MT-Mol:Multi Agent System with Tool-based Reasoning for Molecular Optimization
Hyomin Kim, Yunhui Jang, Sungsoo Ahn
TL;DR
MT-Mol introduces a multi-agent LLM framework for molecular optimization that grounds design in tool-guided reasoning using RDKit. By decomposing tasks into analyst, scientist, verifier, and reviewer roles, and enforcing structured, stepwise reasoning with tool-informed feedback, MT-Mol achieves state-of-the-art performance on the PMO-1K benchmark across 17 of 23 tasks while maintaining chemical interpretability. The approach demonstrates the value of explicit collaboration and domain-specific tool integration in generating chemically valid, high-quality molecules under budget-constrained settings. This framework has practical implications for transparent AI-assisted molecular design and educational dissemination of chemical design reasoning, albeit with limitations related to tooling scope and language coverage.
Abstract
Large language models (LLMs) have large potential for molecular optimization, as they can gather external chemistry tools and enable collaborative interactions to iteratively refine molecular candidates.

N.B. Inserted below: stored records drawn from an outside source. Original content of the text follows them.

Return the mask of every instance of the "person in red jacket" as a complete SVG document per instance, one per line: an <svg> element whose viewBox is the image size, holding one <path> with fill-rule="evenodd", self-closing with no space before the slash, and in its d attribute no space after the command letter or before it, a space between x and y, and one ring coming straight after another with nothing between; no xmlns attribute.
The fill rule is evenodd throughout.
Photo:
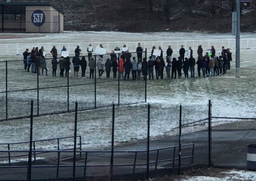
<svg viewBox="0 0 256 181"><path fill-rule="evenodd" d="M120 59L119 61L118 71L119 72L119 77L120 80L124 80L124 72L125 71L125 68L124 67L124 61L122 58Z"/></svg>

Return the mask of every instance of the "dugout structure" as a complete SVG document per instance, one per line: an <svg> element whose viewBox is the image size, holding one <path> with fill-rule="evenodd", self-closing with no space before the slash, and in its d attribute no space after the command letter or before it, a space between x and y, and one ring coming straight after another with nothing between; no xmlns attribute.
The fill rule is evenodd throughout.
<svg viewBox="0 0 256 181"><path fill-rule="evenodd" d="M0 32L63 32L63 12L48 2L0 2Z"/></svg>

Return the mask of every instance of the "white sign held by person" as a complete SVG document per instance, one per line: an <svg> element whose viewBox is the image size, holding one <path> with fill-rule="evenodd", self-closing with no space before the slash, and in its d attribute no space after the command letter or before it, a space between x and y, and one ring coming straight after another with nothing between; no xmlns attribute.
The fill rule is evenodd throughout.
<svg viewBox="0 0 256 181"><path fill-rule="evenodd" d="M95 53L100 55L104 55L106 53L106 49L100 46L96 46Z"/></svg>
<svg viewBox="0 0 256 181"><path fill-rule="evenodd" d="M126 52L128 50L128 47L122 47L122 51Z"/></svg>
<svg viewBox="0 0 256 181"><path fill-rule="evenodd" d="M159 49L154 49L154 51L153 52L153 55L160 56L161 56L161 50Z"/></svg>
<svg viewBox="0 0 256 181"><path fill-rule="evenodd" d="M62 51L62 56L63 56L64 58L69 56L69 52L68 51Z"/></svg>

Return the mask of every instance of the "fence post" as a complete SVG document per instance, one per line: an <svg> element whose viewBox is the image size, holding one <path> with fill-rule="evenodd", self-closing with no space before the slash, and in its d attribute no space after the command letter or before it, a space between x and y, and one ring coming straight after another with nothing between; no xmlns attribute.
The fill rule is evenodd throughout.
<svg viewBox="0 0 256 181"><path fill-rule="evenodd" d="M96 55L94 55L95 61L94 61L94 108L96 108Z"/></svg>
<svg viewBox="0 0 256 181"><path fill-rule="evenodd" d="M29 153L28 154L28 180L31 180L32 169L32 143L33 143L33 111L34 107L34 101L31 100L30 111L30 130L29 138Z"/></svg>
<svg viewBox="0 0 256 181"><path fill-rule="evenodd" d="M119 64L120 54L118 54L118 107L120 106L120 73L119 72Z"/></svg>
<svg viewBox="0 0 256 181"><path fill-rule="evenodd" d="M146 61L147 61L147 49L145 49L145 59ZM147 102L147 75L144 75L146 76L145 79L145 102Z"/></svg>
<svg viewBox="0 0 256 181"><path fill-rule="evenodd" d="M209 167L212 166L212 102L209 100L208 112L208 162Z"/></svg>
<svg viewBox="0 0 256 181"><path fill-rule="evenodd" d="M182 106L180 105L180 124L178 132L178 174L181 173L181 127L182 127Z"/></svg>
<svg viewBox="0 0 256 181"><path fill-rule="evenodd" d="M147 179L149 179L149 157L150 137L150 105L147 105Z"/></svg>
<svg viewBox="0 0 256 181"><path fill-rule="evenodd" d="M8 68L7 60L6 61L6 120L8 119Z"/></svg>
<svg viewBox="0 0 256 181"><path fill-rule="evenodd" d="M113 180L113 170L114 170L114 143L115 136L115 104L113 102L112 108L112 139L111 139L111 157L110 160L110 175L111 180Z"/></svg>
<svg viewBox="0 0 256 181"><path fill-rule="evenodd" d="M39 116L39 60L37 59L37 116Z"/></svg>
<svg viewBox="0 0 256 181"><path fill-rule="evenodd" d="M75 102L75 131L74 133L74 158L73 158L73 180L75 179L75 159L76 154L76 136L78 128L78 102Z"/></svg>
<svg viewBox="0 0 256 181"><path fill-rule="evenodd" d="M68 112L69 112L69 71L68 71Z"/></svg>

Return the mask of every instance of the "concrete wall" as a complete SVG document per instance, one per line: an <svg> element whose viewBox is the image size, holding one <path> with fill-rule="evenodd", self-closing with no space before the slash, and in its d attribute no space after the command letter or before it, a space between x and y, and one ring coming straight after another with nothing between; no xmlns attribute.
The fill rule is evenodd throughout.
<svg viewBox="0 0 256 181"><path fill-rule="evenodd" d="M35 10L42 11L45 15L45 22L44 24L40 27L35 26L31 20L32 13ZM63 14L61 13L60 13L59 14L60 23L60 32L63 32ZM26 32L59 33L59 28L58 28L58 31L54 32L54 16L59 16L59 12L50 6L27 6L25 23ZM58 25L58 27L59 25L58 22L55 22L55 26ZM57 25L56 23L58 23L58 25Z"/></svg>

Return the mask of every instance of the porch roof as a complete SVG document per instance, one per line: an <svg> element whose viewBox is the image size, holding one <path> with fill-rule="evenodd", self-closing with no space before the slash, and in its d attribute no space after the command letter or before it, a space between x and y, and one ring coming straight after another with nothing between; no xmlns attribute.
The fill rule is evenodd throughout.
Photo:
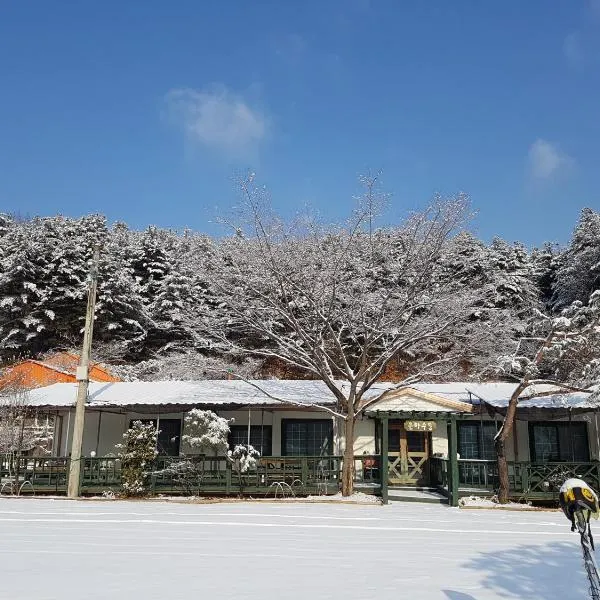
<svg viewBox="0 0 600 600"><path fill-rule="evenodd" d="M365 409L365 414L393 418L414 417L416 415L434 418L436 416L447 417L450 414L473 412L474 407L472 404L438 391L443 389L442 385L438 385L437 388L433 387L433 384L430 384L430 386L390 390L382 396L381 400ZM463 395L465 393L463 387Z"/></svg>

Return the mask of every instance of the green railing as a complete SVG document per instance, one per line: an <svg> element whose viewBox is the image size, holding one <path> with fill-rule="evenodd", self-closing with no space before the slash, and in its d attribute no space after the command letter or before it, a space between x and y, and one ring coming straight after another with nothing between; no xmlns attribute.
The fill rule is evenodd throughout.
<svg viewBox="0 0 600 600"><path fill-rule="evenodd" d="M431 459L432 484L448 490L449 461ZM585 480L600 490L600 462L509 462L510 495L515 499L556 500L562 483L570 478ZM494 494L498 491L498 464L494 460L458 460L458 484L461 495Z"/></svg>
<svg viewBox="0 0 600 600"><path fill-rule="evenodd" d="M379 456L355 457L357 482L379 487ZM69 459L0 455L3 494L53 493L67 489ZM335 494L341 480L339 456L267 456L242 472L224 456L158 457L147 471L150 494L273 495ZM81 490L85 494L118 493L121 461L117 457L82 459Z"/></svg>

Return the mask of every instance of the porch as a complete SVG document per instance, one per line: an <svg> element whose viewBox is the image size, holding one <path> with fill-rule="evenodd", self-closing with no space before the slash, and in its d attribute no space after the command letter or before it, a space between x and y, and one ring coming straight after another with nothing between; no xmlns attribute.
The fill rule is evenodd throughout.
<svg viewBox="0 0 600 600"><path fill-rule="evenodd" d="M356 457L357 489L379 493L379 459ZM82 494L121 491L119 458L88 457L82 459L82 465ZM66 457L0 456L0 495L66 494L69 467ZM147 493L280 498L332 495L340 490L341 471L339 456L267 456L245 473L225 456L159 456L148 468Z"/></svg>
<svg viewBox="0 0 600 600"><path fill-rule="evenodd" d="M450 497L452 476L450 460L431 459L432 485ZM498 465L492 460L458 459L457 498L492 496L498 490ZM600 489L600 461L589 462L509 462L510 498L513 501L557 502L563 482L570 477L583 479Z"/></svg>
<svg viewBox="0 0 600 600"><path fill-rule="evenodd" d="M354 459L355 488L364 493L394 499L394 487L381 485L380 455L357 455ZM393 457L388 457L388 464ZM84 495L118 493L121 461L115 457L85 458L81 471ZM462 496L491 496L497 492L495 461L457 459L456 484L449 459L430 459L429 489L405 488L407 501L439 501L440 496L456 505ZM70 459L65 457L0 457L0 495L64 495ZM558 489L569 477L587 481L600 489L600 461L569 463L509 462L510 497L515 501L554 502ZM149 469L151 496L247 496L302 497L339 492L342 457L270 456L259 460L255 470L239 473L226 457L158 457ZM453 490L456 488L455 495ZM387 496L385 495L387 493Z"/></svg>

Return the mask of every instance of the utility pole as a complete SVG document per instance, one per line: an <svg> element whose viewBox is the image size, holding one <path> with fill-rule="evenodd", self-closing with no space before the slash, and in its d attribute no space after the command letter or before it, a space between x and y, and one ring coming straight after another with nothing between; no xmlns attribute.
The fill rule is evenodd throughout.
<svg viewBox="0 0 600 600"><path fill-rule="evenodd" d="M81 446L83 444L83 425L85 422L85 403L87 400L90 354L92 352L92 334L94 332L94 309L96 308L96 288L98 285L98 261L100 247L94 246L94 258L88 275L88 304L85 313L85 330L83 332L83 348L77 367L77 404L75 405L75 423L73 425L73 442L71 444L71 463L69 468L69 498L78 498L81 492Z"/></svg>

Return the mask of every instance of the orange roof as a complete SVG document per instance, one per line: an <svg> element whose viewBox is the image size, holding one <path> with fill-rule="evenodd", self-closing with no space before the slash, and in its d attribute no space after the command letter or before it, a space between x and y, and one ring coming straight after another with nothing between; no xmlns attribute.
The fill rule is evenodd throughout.
<svg viewBox="0 0 600 600"><path fill-rule="evenodd" d="M73 383L79 357L71 352L57 352L43 361L27 359L2 373L0 388L8 383L18 383L26 388L43 387L53 383ZM90 365L90 381L120 381L99 364Z"/></svg>

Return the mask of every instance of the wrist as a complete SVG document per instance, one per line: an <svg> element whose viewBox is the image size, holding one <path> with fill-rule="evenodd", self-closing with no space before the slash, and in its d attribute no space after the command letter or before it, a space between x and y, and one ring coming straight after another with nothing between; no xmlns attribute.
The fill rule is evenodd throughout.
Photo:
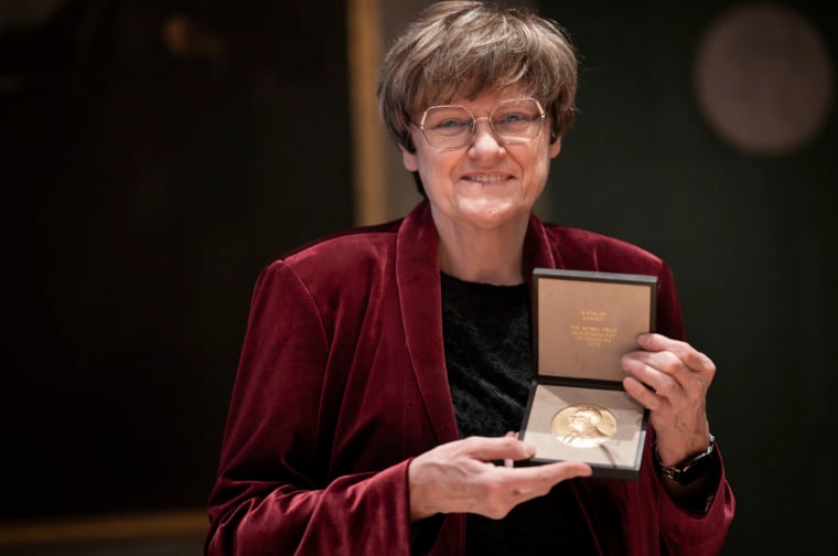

However, this potential remains underexplored, particularly in the context of structured reasoning, interpretability, and comprehensive tool-grounded molecular optimization. To address this gap, we introduce MT-Mol, a multi-agent framework for molecular optimization that leverages tool-guided reasoning and role-specialized LLM agents. Our system incorporates comprehensive RDKit tools, categorized into five distinct domains: structural descriptors, electronic and topological features, fragment-based functional groups, molecular representations, and miscellaneous chemical properties. Each category is managed by an expert analyst agent, responsible for extracting task-relevant tools and enabling interpretable, chemically grounded feedback. MT-Mol produces molecules with tool-aligned and stepwise reasoning through the interaction between the analyst agents, a molecule-generating scientist, a reasoning-output verifier, and a reviewer agent. As a result, we show that our framework shows the state-of-the-art performance of the PMO-1K benchmark on 17 out of 23 tasks.